Как только Магдалина увидела Элиаса, она заметно разволновалась и почувствовала, что напрасно приготовила длинную речь, полную убедительных увещеваний: то время, когда она отправилась на пастбище и одним лишь поцелуем взяла верх над Элиасом, уже давно миновало; робость и, возможно, трепет, охватили ее при виде одежд, которые были на ее давнем возлюбленном, и, может быть, сейчас в ней говорил, скорее, расчет, чем страсть. Но, как бы то ни было, Магдалина разволновалась и оробела: она усадила Элиаса и, как всегда, подала ему приготовленный для него кофе, а затем спросила, отведя глаза:
— Ну как, обряд будет в воскресенье?
— Разве ты этого не знала?
— Знала.
Они замолчали.
— Зачем ты послала за мной?
— Зачем? — произнесла она, словно спрашивая у себя. — Ой, подожди, ребенок проснулся. Ах, тише, мой маленький: вот дядя Элиас. — Она встала, пошла к ребенку и принесла его с собой. Элиасу стало не по себе.

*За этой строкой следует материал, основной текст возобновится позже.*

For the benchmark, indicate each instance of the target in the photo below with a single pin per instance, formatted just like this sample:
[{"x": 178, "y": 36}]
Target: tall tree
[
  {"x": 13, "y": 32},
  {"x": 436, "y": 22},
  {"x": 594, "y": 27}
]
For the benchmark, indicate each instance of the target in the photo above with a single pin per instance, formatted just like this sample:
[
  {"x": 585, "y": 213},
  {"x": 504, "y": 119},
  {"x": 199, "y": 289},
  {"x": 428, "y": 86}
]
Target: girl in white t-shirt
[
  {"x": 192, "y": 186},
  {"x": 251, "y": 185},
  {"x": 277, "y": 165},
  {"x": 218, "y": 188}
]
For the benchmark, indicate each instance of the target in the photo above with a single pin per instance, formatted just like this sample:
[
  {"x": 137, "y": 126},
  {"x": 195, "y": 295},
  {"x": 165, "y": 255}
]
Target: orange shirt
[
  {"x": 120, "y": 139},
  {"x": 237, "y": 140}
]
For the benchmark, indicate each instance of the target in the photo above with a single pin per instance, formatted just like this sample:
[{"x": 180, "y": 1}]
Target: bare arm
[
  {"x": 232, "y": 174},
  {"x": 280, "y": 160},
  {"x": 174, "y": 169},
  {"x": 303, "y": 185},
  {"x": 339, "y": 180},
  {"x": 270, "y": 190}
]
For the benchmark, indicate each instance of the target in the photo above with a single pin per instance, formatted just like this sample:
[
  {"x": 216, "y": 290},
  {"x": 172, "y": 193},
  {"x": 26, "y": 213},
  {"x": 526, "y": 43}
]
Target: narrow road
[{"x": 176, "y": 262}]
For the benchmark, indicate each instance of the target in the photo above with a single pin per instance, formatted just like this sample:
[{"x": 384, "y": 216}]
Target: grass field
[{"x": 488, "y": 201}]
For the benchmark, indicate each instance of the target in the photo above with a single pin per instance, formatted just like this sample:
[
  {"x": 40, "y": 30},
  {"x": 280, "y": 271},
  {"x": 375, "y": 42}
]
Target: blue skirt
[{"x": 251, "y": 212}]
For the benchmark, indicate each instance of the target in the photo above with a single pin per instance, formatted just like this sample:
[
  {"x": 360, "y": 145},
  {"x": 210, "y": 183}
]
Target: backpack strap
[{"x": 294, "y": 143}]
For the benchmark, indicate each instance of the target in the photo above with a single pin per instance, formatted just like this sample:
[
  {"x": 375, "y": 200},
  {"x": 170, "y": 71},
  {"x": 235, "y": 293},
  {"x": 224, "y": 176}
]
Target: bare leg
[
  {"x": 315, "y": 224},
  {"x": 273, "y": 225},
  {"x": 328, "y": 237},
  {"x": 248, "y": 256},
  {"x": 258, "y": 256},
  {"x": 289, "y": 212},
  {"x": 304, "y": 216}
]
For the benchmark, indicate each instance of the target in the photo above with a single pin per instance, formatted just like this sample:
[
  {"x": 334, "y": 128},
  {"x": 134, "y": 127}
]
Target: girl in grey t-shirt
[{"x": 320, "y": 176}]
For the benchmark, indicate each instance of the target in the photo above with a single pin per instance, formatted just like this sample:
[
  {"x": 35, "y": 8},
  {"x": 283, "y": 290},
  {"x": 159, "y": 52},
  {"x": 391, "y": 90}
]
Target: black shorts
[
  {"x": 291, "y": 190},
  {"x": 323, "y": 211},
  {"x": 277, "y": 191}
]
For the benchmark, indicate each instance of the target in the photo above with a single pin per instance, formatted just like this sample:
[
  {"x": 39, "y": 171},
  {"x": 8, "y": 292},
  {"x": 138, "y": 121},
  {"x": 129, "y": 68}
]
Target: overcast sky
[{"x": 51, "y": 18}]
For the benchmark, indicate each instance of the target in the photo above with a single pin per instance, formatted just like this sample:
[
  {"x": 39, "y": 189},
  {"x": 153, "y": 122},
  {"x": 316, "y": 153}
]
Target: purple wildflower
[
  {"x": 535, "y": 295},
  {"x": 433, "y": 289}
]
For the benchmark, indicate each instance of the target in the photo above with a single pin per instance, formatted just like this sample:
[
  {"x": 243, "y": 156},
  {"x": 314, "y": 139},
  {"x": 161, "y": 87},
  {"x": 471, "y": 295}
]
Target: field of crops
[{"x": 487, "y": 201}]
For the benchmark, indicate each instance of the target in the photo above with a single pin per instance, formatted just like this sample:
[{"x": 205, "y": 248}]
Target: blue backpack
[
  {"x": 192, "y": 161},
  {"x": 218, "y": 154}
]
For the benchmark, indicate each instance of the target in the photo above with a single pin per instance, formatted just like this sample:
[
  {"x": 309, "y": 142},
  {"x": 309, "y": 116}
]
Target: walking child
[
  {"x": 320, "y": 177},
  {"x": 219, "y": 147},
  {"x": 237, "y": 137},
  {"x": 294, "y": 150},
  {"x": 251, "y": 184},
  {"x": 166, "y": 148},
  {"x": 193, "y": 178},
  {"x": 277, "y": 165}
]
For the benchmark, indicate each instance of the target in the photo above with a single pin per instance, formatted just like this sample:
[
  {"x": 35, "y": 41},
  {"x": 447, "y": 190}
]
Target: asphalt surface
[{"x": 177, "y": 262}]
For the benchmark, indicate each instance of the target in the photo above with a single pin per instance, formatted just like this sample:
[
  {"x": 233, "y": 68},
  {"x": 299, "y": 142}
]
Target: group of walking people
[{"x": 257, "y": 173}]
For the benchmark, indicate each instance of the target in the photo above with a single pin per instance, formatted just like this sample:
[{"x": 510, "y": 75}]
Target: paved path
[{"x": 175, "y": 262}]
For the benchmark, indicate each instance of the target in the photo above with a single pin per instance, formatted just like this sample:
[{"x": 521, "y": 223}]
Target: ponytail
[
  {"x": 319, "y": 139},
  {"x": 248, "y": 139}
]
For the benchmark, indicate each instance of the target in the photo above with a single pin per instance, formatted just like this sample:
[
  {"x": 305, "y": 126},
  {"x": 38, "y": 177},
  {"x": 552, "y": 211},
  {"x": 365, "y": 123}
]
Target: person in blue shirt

— Элиас, — начала она, — ты, наверно, догадываешься, что я хочу сказать тебе. — Элиас покачал головой. — Тебе ничего не говорит это невинное создание? А совесть твоя ничего тебе не говорит? Спроси у нее: еще есть время. Неужели Господь, которому все ведомо, не будет рад больше, если ты, вместо того чтобы сделать, что задумал, станешь отцом этому невинному ребенку?
Она замолчала, глядя на Элиаса и ожидая ответа. Дрожащей рукой Элиас машинально гладил малыша по головке.
— Что я могу тебе сказать? Теперь уже слишком поздно, Магдалина, — пробормотал Элиас.
— Нет, не поздно, не поздно!
— А я говорю, поздно; какой скандал выйдет, про меня будут говорить, что я полоумный.
— А, — с горечью промолвила Магдалина, — и из-за злых языков ты не желаешь прислушаться к своей совести?
— Моя совесть велит мне идти той дорогой, которой я готовлюсь идти, Магдалина! — сурово сказал Элиас, не поднимая глаз и не прекращая гладить маленького Берте. — Даже если я сниму эти одежды и женюсь на тебе, скажи мне, разве сможем мы признаться, что это мой сын?